NEW YORK--(BUSINESS WIRE)--
- Xtrackers repurposes ETF to provide access to publicly traded international real estate securities
DWS Group today announced that as of Feb. 22, 2019, the Xtrackers MSCI Asia Pacific ex Japan Hedged Equity ETF (NYSE Arca: DBAP) will change its name to Xtrackers International Real Estate ETF (NYSE Arca: HAUZ) and will switch its underlying index to the iSTOXX Developed and Emerging Markets ex USA PK VN Real Estate Index. The new index is free-float capitalization weighted and provides exposure to publicly traded real estate securities in countries outside the United States.
“As a multi-specialty provider, we aim to deliver solutions to clients that provide access to global markets, leverage our innovative capabilities and deliver value through our core competencies,” said Fiona Bassett, Global Co-Head of Passive Asset Management and Global Co-Head of Product. “The HAUZ exchange-traded fund provides investors who are looking in incorporate alternatives through liquid strategies into their portfolios an opportunity to access publicly traded international real estate securities in a cost-efficient way.”
HAUZ seeks investment results that correspond generally to the performance, before fees and expenses, of the iSTOXX Developed and Emerging Markets ex USA PK VN Real Estate Index.
For more information about DWS’s ETFs available in the US, visit: www.Xtrackers.com.
DWS Group (DWS) is one of the world's leading asset managers with USD 757.9bn of assets under management (as of 31 December 2018). Building on more than 60 years of experience and a reputation for excellence in Germany and across Europe, DWS has come to be recognized by clients globally as a trusted source for integrated investment solutions, stability and innovation across a full spectrum of investment disciplines.
We offer individuals and institutions access to our strong investment capabilities across all major asset classes and solutions aligned to growth trends. Our diverse expertise in Active, Passive and Alternatives asset management – as well as our deep environmental, social and governance focus – complement each other when creating targeted solutions for our clients. Our expertise and on-the-ground-knowledge of our economists, research analysts and investment professionals are brought together in one consistent global CIO View, which guides our strategic investment approach.
DWS wants to innovate and shape the future of investing: with approximately 3,600 employees in offices all over the world, we are local while being one global team.
ETF shares are not individually redeemable, and owners of shares may acquire those shares from the Fund, or tender such shares for the redemption to the Fund, in Creation Units only.

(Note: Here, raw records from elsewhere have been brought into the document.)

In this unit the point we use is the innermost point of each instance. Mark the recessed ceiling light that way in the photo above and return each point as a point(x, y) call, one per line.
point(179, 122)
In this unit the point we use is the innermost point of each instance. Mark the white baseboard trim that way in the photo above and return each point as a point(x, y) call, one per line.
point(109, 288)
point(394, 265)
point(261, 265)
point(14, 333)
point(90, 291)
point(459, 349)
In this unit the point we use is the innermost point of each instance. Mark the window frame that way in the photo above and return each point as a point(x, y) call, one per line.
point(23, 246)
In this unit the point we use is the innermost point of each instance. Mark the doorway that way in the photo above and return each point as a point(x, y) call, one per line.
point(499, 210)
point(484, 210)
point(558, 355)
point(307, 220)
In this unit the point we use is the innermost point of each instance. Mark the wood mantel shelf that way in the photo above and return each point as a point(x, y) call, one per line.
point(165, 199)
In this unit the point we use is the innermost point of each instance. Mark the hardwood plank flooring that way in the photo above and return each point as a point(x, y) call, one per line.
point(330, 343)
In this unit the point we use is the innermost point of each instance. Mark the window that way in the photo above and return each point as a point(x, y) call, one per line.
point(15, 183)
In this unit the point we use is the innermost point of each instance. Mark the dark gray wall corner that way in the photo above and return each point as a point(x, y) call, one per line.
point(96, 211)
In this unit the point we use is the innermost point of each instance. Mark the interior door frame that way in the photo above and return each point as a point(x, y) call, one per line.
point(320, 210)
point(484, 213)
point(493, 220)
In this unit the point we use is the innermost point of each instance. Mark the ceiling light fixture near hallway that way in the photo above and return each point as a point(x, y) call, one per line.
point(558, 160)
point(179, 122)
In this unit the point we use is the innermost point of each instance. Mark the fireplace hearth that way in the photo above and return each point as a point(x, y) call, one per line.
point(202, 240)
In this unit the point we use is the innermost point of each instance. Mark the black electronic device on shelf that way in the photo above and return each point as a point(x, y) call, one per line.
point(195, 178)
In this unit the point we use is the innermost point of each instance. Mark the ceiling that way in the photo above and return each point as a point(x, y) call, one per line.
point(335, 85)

Consider each Fund’s investment objectives, risk factors, and charges and expenses before investing. This and other important information can be found in the Fund’s prospectus, which may be obtained by calling 1-855-DBX-ETFS (1-855-329-3837) or by viewing or downloading a prospectus at www.Xtrackers.com. Please read it carefully before investing.
Xtrackers ETFs are managed by DBX Advisors LLC (the Advisor), and distributed by ALPS Distributors, Inc. (ALPS). The Advisor is a wholly owned subsidiary of DWS Group GmbH & Co. KGaA, and is not affiliated with ALPS.

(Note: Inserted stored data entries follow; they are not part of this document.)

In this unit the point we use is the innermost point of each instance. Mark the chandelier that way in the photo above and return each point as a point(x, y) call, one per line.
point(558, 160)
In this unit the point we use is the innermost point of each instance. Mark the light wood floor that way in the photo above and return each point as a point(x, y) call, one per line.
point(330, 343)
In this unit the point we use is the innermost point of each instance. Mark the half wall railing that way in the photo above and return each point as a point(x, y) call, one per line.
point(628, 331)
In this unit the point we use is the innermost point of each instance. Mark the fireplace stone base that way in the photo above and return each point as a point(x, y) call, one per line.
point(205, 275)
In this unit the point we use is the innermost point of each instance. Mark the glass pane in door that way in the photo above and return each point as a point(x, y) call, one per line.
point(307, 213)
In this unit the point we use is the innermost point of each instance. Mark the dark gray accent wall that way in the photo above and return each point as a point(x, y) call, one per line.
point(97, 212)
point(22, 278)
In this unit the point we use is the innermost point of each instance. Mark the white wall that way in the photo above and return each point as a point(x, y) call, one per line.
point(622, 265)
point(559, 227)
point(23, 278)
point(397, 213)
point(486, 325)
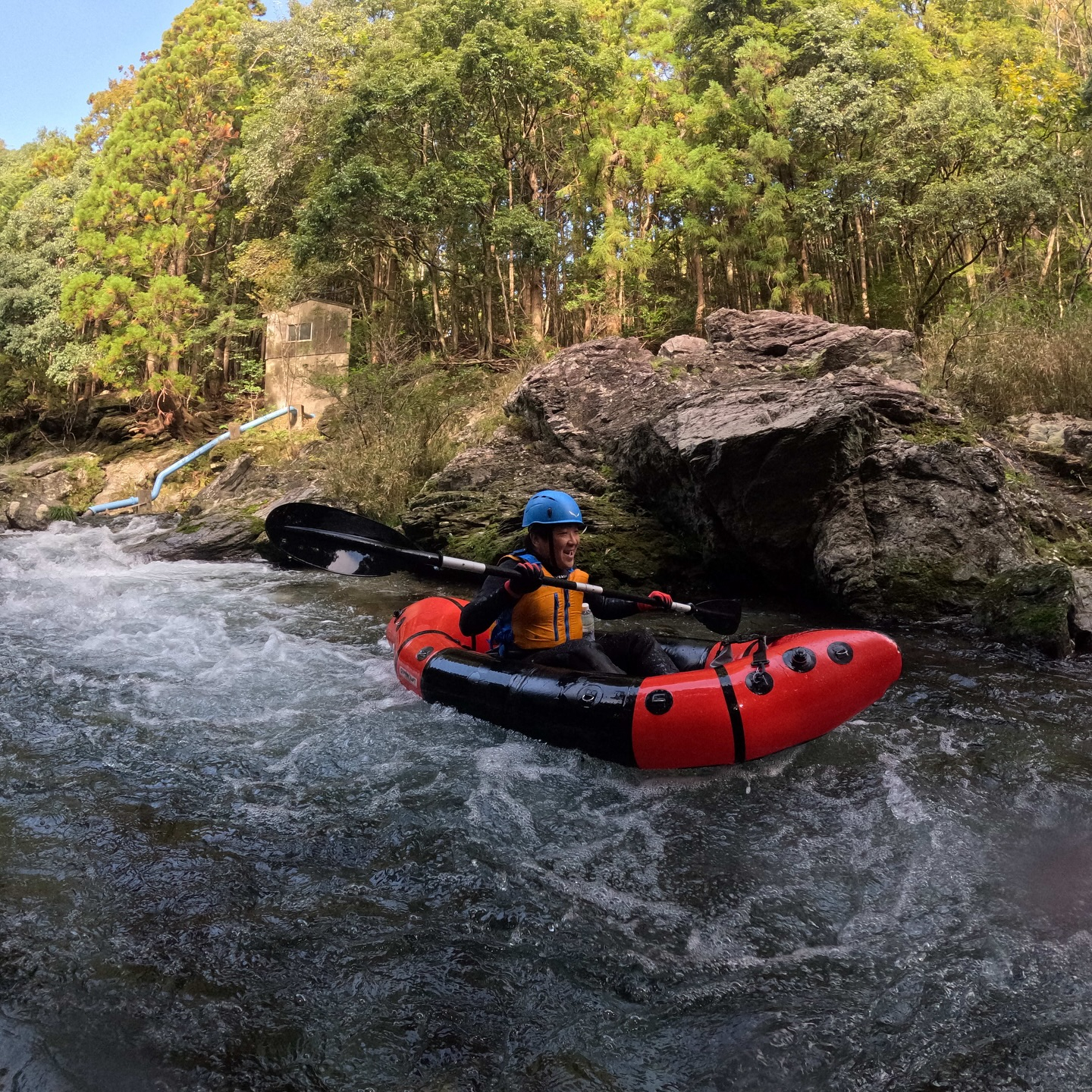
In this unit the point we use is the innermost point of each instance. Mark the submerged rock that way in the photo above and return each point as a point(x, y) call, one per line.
point(34, 494)
point(225, 521)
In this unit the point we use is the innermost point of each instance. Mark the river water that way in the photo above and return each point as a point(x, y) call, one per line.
point(236, 854)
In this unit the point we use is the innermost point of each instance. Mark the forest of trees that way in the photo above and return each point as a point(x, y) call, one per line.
point(483, 178)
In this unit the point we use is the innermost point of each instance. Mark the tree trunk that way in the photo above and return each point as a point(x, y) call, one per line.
point(699, 277)
point(863, 265)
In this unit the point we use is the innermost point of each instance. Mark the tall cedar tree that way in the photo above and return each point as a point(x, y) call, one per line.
point(158, 183)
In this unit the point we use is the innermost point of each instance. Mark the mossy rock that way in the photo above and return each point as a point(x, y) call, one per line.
point(920, 588)
point(1031, 606)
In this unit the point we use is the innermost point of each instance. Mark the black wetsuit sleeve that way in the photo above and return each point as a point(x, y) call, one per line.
point(486, 607)
point(604, 606)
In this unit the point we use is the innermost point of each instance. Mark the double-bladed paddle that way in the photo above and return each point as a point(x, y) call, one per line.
point(353, 545)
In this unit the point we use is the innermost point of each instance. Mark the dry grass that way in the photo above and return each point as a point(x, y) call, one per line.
point(1004, 360)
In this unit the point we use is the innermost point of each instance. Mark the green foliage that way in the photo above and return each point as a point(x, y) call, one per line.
point(86, 481)
point(483, 178)
point(394, 427)
point(66, 513)
point(156, 188)
point(37, 357)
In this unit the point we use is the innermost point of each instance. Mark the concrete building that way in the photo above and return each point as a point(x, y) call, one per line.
point(308, 339)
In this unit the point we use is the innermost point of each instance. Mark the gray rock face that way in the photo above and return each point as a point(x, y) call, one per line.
point(808, 341)
point(789, 448)
point(27, 493)
point(682, 345)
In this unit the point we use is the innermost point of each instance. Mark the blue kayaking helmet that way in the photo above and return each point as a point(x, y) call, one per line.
point(551, 506)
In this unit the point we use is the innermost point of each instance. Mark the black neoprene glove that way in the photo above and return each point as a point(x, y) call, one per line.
point(526, 578)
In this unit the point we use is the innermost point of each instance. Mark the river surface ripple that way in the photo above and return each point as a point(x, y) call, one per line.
point(236, 854)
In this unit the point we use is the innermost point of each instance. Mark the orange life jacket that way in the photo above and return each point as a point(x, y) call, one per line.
point(543, 618)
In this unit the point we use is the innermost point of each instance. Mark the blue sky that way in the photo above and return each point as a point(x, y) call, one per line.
point(55, 52)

HAUZ Risks: Investing involves risk, including the possible loss of principal. Stocks may decline in value. Foreign investing involves greater and different risks than investing in US companies, including currency fluctuations, less liquidity, less developed or less efficient trading markets, lack of comprehensive company information, political instability and differing auditing and legal standards. There are special risks associated with an investment in real estate, including REITS. These risks include credit risk, interest rate fluctuations and the impact of varied economic conditions. Investing in foreign securities, particularly those of emerging markets, presents certain risks, such as currency fluctuations, political and economic changes, and market risks. Emerging markets tend to be more volatile and less liquid than the markets of more mature economies and generally have less diverse and less mature economic structures and less stable political systems than those of developed countries. Any fund that concentrates in a particular segment of the market will generally be more volatile than a fund that invests more broadly. Performance of the fund may diverge from that of the underlying index due to operating expenses, transaction costs, cash flows, use of sampling strategies or operational inefficiencies. An investment in this fund should be considered only as a supplement to a complete investment program for those investors willing to accept the risks associated with the fund. See the prospectus for details.